When Mae’s mom mutters these sentences, it’s hard for me not to think of my life as a single Black woman wrapped in her words more often than a man. It’s impossible for me not to think of my mama.
She died alone. I mean, my hand was in hers, but she hadn’t had a solid relationship in years and years and years when her heart stopped beating. Her 65th birthday would have been next week.
She wasn’t good at keeping people. Her love language was laughter and gifts, not longevity. We were always missing her, even if she was in the next room. And she was always missing a man. But, like Mae’s dad says in the movie, “She wasn’t just your mother. She was just a woman with flaws.”
I was married once. We hurt each other. I still don’t sleep on his side of the bed. Some of us are just better at love than others. I love big. But I also tend to cover fear and pain with jokes and sharp edges. I learned it from my parents. But it’s important to unlearn the bad things that broke us as children. And “The Photograph” reminds us of the ways in which intergenerational trauma can follow us.
Writer and director Meghie doesn’t shy away from the hard places in our hearts and the dark places in love. She knows, like James Baldwin once said, “Love does not begin and end the way we seem to think it does. Love is a battle, love is a war; love is a growing up.”
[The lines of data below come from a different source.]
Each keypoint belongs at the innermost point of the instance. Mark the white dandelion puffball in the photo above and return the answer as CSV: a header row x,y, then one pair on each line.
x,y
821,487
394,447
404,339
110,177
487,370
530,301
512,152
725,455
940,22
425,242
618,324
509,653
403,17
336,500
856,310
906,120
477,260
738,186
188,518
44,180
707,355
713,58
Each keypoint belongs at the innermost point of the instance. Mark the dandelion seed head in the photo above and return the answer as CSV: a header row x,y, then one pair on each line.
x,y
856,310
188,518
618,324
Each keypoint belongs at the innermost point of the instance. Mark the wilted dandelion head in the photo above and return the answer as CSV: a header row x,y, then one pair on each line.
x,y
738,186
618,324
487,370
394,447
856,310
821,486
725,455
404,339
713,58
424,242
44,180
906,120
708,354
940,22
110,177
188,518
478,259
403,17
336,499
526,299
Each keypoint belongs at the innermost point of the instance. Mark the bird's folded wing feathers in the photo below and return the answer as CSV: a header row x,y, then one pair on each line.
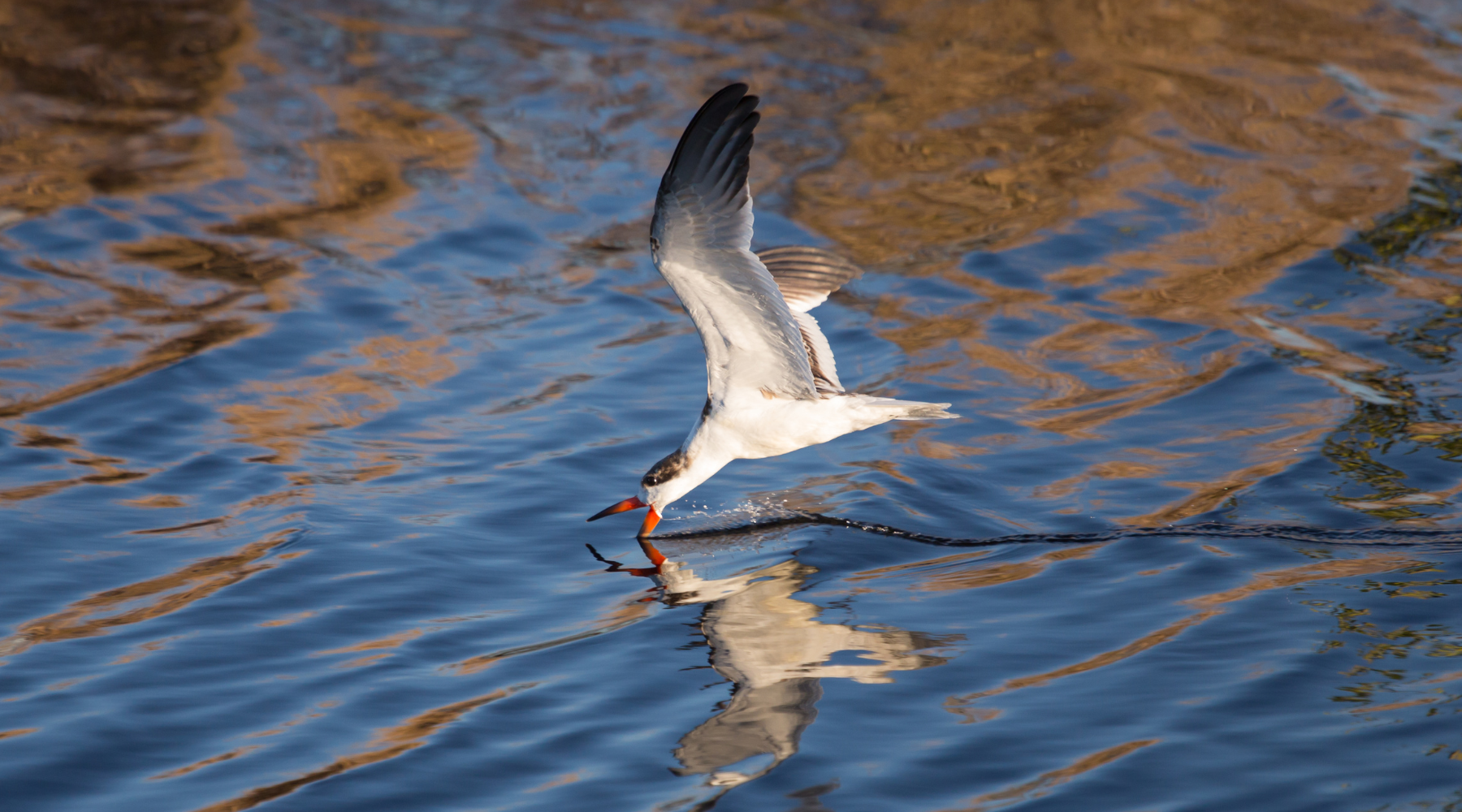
x,y
702,243
806,276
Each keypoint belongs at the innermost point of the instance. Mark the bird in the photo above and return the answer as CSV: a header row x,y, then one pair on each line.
x,y
771,380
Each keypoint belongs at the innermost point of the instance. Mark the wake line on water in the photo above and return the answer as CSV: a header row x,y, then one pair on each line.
x,y
1200,529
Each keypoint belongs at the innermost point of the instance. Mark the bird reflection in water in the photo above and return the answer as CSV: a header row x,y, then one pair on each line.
x,y
774,650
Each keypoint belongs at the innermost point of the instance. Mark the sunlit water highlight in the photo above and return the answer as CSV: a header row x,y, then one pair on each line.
x,y
323,326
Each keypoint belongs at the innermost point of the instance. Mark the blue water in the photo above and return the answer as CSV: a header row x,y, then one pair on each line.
x,y
325,325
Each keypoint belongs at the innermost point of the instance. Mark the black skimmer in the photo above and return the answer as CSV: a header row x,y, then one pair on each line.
x,y
772,384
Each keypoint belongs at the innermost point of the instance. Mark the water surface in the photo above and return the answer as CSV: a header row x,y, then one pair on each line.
x,y
323,326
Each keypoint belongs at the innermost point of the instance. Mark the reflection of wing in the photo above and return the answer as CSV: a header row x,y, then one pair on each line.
x,y
806,276
702,244
759,720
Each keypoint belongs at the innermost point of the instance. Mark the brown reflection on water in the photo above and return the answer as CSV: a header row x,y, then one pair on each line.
x,y
981,126
975,576
387,744
144,601
1211,607
360,171
88,94
285,415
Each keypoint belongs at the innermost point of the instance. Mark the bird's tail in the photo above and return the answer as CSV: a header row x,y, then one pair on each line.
x,y
908,409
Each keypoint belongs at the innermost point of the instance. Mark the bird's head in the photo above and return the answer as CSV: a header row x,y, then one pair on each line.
x,y
663,484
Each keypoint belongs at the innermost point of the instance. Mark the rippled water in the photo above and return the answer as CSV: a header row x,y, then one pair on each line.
x,y
323,326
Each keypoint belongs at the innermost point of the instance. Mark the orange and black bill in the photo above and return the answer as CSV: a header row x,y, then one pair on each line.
x,y
651,519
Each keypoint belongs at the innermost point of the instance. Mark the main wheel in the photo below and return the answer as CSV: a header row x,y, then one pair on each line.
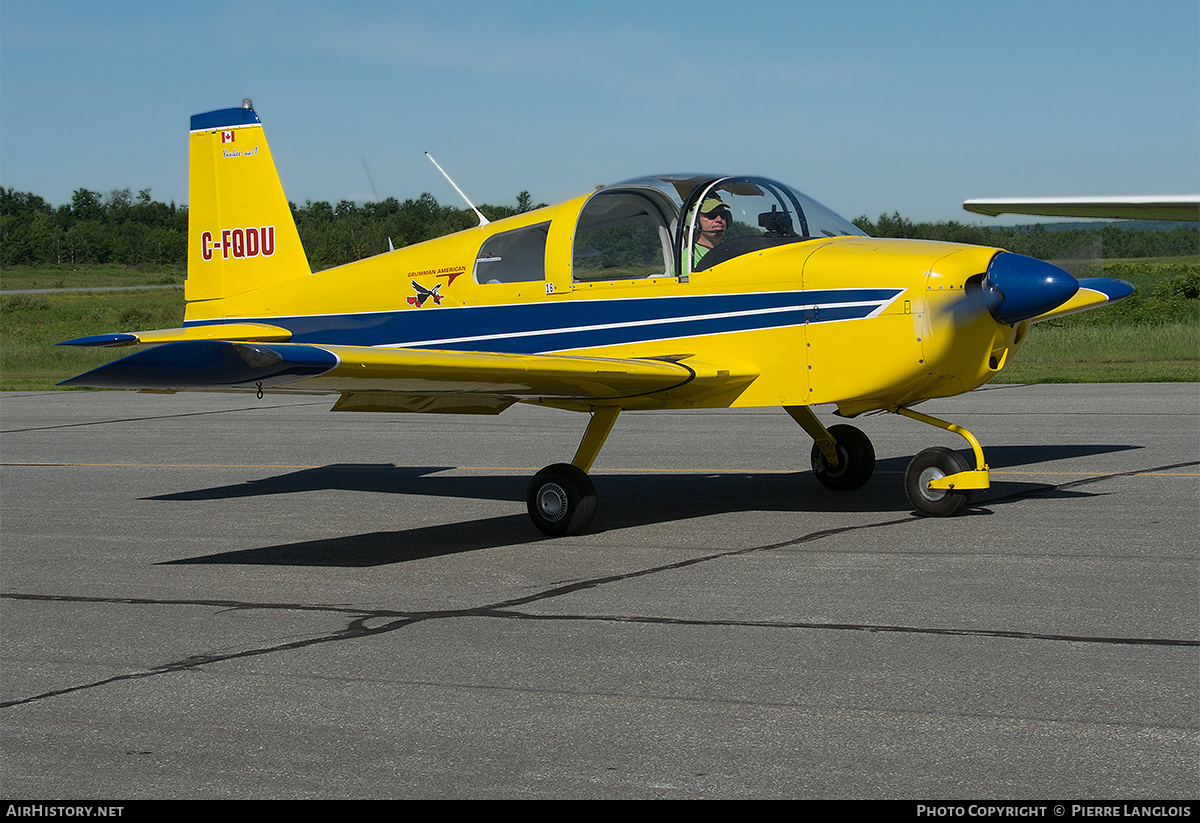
x,y
856,460
934,464
562,499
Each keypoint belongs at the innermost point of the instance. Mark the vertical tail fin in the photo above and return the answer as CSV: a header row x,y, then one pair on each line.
x,y
240,230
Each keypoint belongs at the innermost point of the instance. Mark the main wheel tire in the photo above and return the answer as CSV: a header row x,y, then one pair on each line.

Anyone can fall in love with “The Photograph,” but its Blackness is important because it’s so rare we see Black love stories on film visualized so softly and gingerly.
LaKeith Stanfield’s Michael is sensitive. He’s ambitious and cool, but he owns his flaws and goes for his dreams. Black men aren’t portrayed with vulnerability enough.
But to see Issa Rae as Mae? She is the leading lady we deserve this Valentine’s Day. She is Black and soft and confident and career-oriented and anxious and working through her hurt. Seeing her fall in love and walk in her truth is important because Black women are told by study after study that they are the least likely to be married and the least likely to get matched on dating apps. It feels like we are often told we are too much and not enough at the same time. It makes dating hard.
Meghie also understands love’s light. “The Photograph” isn’t just love’s grainy and underdeveloped parts. It is love’s laughter. It’s love’s focus. It is the beauty and breadth of love’s full exposure.
We get to see it in the vulnerability of Mae and Michael, and the tender flashbacks of Christina and Isaac, and the ways in which they fight for love or take flight from love. We see it in the open-minded and free way in which Mae’s best friend Rachel (Jasmine Cephas Jones) gives Michael’s intern Andy (Kelvin Harrison Jr.) a chance. We see it in the lasting love of Michael’s brother Kyle (Lil Rel Howery) and his wife Asia (Teyonah Parris).
Meghie makes magic on screen in how she frames love, specifically Black love, in art museums and lounges and a New Orleans dark room or a Brooklyn Brownstone. The lighting reflects the ebony tones of the actors’ skin so romantically it’s dreamy. This is how Black skin should look on screen.
Jazz pianist and producer Robert Glasper scored the film, and not since “Love Jones” has music been used so masterfully to romance us. It is definitively ours, from Al Green to New Orleans brass to H.E.R. to arguments about Drake and Kendrick Lamar.
I walked home alone after “The Photograph,” Green blasting through my headphones, feeling hopeful and melancholic all at once, Mae’s words still on my mind.
“I think I’m afraid to need someone," Mae earnestly admits after hiding under a lot of things she didn’t mean.
Fear of rejection creates that angst. That brand of anxiety lives in me. It’s not that we aren’t enough as single people. A partner does not make you whole. But it’s beautiful to share a life with someone you love who loves you back and will, as Queen told Slim in “Queen & Slim,” hold your hand as you heal.
Am I like my mother in all the hard ways? Sometimes. But I am more than my mother’s daughter. I’m a woman, like she was, with flaws. And I love myself enough to work through the past so I can walk forward in love when someone’s standing next to me and when I’m by myself, too.
And that’s what “The Photograph” gives us: the big, beautiful, Black picture.